Closed alexdelprete closed 1 year ago
Thanks, I'll look into it.
Thanks to you.
Another weird thing, that might be related: I found some strange topics in MQTT that were similar to nuki_hub topics, but with parts missing: _hub_hub with battery info, then I found another weird topic, I made a screenshot yesterday but can't find it...I'll'attach it as soon as I find it. It's like there was some problem in sending data to MQTT from Nuki Hub. It only happened 2 times...I'm on latest version of the firmware.
UPDATE: found the screenshot. :)
Now that you mention it, I have several of those too. Looks like there is some memory corruption going on somewhere (which would also explain why Mosquitto complains about malformed messages every once in a while).
I hope it's a sw bug that will be solved. The inconsistency in the status of the Lock I noticed could also depend on this.
There's nothing obvious, the state and binaryState are always updated together. If it's an MQTT problem, it'll get more complicated. I don't have any such malformed topics, but I'm not using mosquitto. As far as I can see the correct topic is passed to the MQTT stack (pubsubclient), what happens from there I don't know since it's not my code.

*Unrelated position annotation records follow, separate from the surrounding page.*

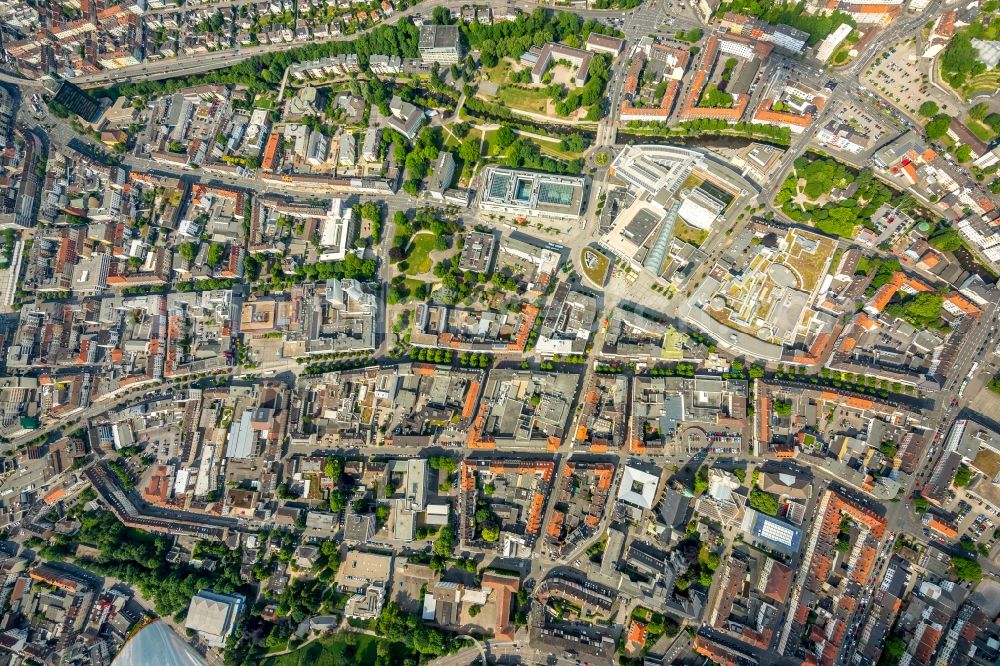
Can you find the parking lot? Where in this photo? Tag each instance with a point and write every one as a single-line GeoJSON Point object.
{"type": "Point", "coordinates": [863, 122]}
{"type": "Point", "coordinates": [902, 77]}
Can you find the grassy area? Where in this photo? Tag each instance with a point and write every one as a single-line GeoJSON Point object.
{"type": "Point", "coordinates": [418, 253]}
{"type": "Point", "coordinates": [490, 148]}
{"type": "Point", "coordinates": [499, 74]}
{"type": "Point", "coordinates": [413, 287]}
{"type": "Point", "coordinates": [552, 149]}
{"type": "Point", "coordinates": [980, 130]}
{"type": "Point", "coordinates": [595, 266]}
{"type": "Point", "coordinates": [332, 651]}
{"type": "Point", "coordinates": [985, 82]}
{"type": "Point", "coordinates": [689, 234]}
{"type": "Point", "coordinates": [533, 100]}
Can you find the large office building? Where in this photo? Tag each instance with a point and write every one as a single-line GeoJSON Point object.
{"type": "Point", "coordinates": [528, 194]}
{"type": "Point", "coordinates": [440, 43]}
{"type": "Point", "coordinates": [214, 616]}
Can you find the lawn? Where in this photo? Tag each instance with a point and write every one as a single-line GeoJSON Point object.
{"type": "Point", "coordinates": [552, 149]}
{"type": "Point", "coordinates": [688, 234]}
{"type": "Point", "coordinates": [412, 285]}
{"type": "Point", "coordinates": [980, 130]}
{"type": "Point", "coordinates": [985, 82]}
{"type": "Point", "coordinates": [595, 265]}
{"type": "Point", "coordinates": [418, 253]}
{"type": "Point", "coordinates": [533, 100]}
{"type": "Point", "coordinates": [332, 651]}
{"type": "Point", "coordinates": [499, 73]}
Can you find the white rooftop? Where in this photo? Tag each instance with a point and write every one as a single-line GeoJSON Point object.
{"type": "Point", "coordinates": [638, 488]}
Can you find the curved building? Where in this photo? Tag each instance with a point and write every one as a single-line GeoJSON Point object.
{"type": "Point", "coordinates": [157, 644]}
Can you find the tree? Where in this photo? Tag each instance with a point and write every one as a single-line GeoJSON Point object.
{"type": "Point", "coordinates": [763, 501]}
{"type": "Point", "coordinates": [333, 468]}
{"type": "Point", "coordinates": [468, 152]}
{"type": "Point", "coordinates": [979, 111]}
{"type": "Point", "coordinates": [938, 127]}
{"type": "Point", "coordinates": [444, 544]}
{"type": "Point", "coordinates": [962, 476]}
{"type": "Point", "coordinates": [504, 137]}
{"type": "Point", "coordinates": [946, 239]}
{"type": "Point", "coordinates": [922, 310]}
{"type": "Point", "coordinates": [215, 253]}
{"type": "Point", "coordinates": [929, 109]}
{"type": "Point", "coordinates": [893, 652]}
{"type": "Point", "coordinates": [188, 251]}
{"type": "Point", "coordinates": [967, 568]}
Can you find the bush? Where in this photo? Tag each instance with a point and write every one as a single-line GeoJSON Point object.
{"type": "Point", "coordinates": [929, 109]}
{"type": "Point", "coordinates": [967, 569]}
{"type": "Point", "coordinates": [763, 501]}
{"type": "Point", "coordinates": [938, 127]}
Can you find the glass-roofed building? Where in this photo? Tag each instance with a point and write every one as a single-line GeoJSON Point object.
{"type": "Point", "coordinates": [529, 194]}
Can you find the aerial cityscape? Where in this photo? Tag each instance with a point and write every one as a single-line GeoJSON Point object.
{"type": "Point", "coordinates": [597, 332]}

Is it possible that memory on the ESP32 is getting corruped, maybe by a parallel thread? (I am thinking of the WiFi stack in particular, as that would be something you would not experience on your own device?)
I've reviewed the code building MQTT paths. It's a rather simple method, still there were some stupid mistakes which should be fixed now, you can try release 6.1. If this fixes the actual issue with the binary state I don't know, please test.
I don't have any such malformed topics, but I'm not using mosquitto.
I don't use mosquitto either, I use EMQX v5. So same issue with 2 different brokers.
there were some stupid mistakes which should be fixed now, you can try release 6.1. If this fixes the actual issue with the binary state I don't know, please test.
That's what I hoped: some sw bug that could easily be solved. Thank you.
Strange that it did it never occur to you, and also strange why did it occur to me only after weeks of using Nuki Hub. Usually these stupid bugs trigger more often. :)
If this fixes the actual issue with the binary state I don't know, please test.
That inconsistency condition only happened 1 time since I installed Nuki Hub, so I will monitor things and report back in case I observe it again. What allows me to be optimistic is that I observed those malformed topics and the inconsistency in the same time-frame.
Will keep you poste, thank you for reacting so quickly.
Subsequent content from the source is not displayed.